Since the variable isn’t manipulated, we can’t prove that it’s age that’s affecting our participants quality of sleep.
This affects the internal validity of our study.
Ways we ensured validity
We increased our sample size to get as much of a wide range of participants as possible.
By doubling the sample size, from 5 in each group to 10, it increases the validity of our study.
All of our participants will follow the same set of standardised instructions and procedures.
This ensures that there isn’t any deception or researcher bias.
To limit the impact of confounding variables, we’ve written and included questions in our Sleep Quality Assessment that encompasses the key confounding variables of our study.
For example, medication and stress levels.
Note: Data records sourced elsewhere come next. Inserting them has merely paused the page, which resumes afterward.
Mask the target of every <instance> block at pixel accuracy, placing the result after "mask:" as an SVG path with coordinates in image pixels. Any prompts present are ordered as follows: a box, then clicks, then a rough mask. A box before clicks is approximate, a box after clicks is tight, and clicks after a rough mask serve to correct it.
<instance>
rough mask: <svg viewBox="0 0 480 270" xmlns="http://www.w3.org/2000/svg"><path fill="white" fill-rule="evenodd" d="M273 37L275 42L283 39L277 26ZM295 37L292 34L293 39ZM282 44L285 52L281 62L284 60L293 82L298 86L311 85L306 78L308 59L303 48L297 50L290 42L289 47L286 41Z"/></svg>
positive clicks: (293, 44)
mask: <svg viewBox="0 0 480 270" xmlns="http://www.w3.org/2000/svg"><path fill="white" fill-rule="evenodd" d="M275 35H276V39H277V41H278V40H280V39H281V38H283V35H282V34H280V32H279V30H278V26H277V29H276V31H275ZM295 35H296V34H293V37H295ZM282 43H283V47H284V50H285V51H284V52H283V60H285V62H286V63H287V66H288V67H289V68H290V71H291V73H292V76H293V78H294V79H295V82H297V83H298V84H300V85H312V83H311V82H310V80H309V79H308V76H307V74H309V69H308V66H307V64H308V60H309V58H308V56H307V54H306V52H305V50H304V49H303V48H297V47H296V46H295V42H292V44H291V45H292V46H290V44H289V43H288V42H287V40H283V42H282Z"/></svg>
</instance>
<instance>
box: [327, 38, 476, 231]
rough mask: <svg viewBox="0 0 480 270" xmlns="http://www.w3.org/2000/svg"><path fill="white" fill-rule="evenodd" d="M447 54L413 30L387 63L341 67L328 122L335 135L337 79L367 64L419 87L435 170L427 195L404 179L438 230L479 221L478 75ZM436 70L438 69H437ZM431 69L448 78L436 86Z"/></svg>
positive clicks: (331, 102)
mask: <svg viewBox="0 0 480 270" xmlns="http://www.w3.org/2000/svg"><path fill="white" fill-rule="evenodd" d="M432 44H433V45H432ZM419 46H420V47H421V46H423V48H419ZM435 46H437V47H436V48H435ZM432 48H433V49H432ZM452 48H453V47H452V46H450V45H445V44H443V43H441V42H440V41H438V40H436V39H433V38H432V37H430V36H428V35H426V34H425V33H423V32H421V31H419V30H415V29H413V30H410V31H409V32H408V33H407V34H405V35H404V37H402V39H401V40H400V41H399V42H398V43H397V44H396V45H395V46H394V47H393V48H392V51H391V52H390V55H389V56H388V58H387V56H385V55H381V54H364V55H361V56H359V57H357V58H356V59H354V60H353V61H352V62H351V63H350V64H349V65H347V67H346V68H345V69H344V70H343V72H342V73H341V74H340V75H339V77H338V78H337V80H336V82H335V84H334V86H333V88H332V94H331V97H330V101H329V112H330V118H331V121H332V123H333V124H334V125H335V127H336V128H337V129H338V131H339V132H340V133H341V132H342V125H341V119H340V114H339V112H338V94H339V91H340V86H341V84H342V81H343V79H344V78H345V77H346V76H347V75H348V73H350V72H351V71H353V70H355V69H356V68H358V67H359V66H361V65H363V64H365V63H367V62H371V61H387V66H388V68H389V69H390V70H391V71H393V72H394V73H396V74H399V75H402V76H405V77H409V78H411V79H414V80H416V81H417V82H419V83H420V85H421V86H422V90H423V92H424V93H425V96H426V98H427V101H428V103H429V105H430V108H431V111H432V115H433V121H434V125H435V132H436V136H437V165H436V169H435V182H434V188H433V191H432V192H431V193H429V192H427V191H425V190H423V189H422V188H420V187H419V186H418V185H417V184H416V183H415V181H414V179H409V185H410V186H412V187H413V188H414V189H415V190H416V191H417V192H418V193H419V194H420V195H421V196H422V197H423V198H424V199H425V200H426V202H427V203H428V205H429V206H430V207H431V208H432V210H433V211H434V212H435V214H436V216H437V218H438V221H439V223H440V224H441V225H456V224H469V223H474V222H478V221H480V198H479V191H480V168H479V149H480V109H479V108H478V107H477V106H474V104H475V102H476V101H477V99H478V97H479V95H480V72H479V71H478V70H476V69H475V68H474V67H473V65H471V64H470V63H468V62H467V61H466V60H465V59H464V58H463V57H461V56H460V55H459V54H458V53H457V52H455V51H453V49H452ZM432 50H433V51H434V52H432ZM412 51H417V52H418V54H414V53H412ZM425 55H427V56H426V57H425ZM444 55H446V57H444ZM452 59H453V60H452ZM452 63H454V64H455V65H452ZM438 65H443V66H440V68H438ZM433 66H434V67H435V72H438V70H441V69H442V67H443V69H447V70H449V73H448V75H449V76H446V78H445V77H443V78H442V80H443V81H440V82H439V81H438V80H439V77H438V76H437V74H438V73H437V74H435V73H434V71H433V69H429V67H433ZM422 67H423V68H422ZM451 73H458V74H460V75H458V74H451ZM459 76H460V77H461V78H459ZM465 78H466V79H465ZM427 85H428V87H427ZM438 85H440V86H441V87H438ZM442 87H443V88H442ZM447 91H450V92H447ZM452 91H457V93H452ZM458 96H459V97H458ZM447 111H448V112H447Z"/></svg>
By including these questionnaires in our assessment, we’re able to acknowledge any data that may be affected by the variables and apply to this our findings.
Issues of reliability
Our questionnaire is self-reported.
Therefore, the data may be biased since people’s memory and perception over the course of the last month may be inaccurate.
As our study was conducted over a short period of time, it’s difficult to guarantee external reliability.
Our research doesn’t prove that the difference between the two variables will be consistent over time.
Ways we ensured reliability
We based our Sleep Quality Assessment on the Pittsburgh Sleep Quality Index (PSQI).
This increases the reliability of our study since there’s already a sleep measurement tool similar to ours that works.
The participants will all follow the same set of standardised instructions.
This increases the internal reliability of our study as all participants will be completing identical questionnaires.
To keep the issues with external reliability to a minimum, we conducted our study for as long as possible.
If we were to conduct out study for any longer than a month, people’s perceptions would be even more altered.
This would make our findings less accurate and our conclusions therefore meaningless.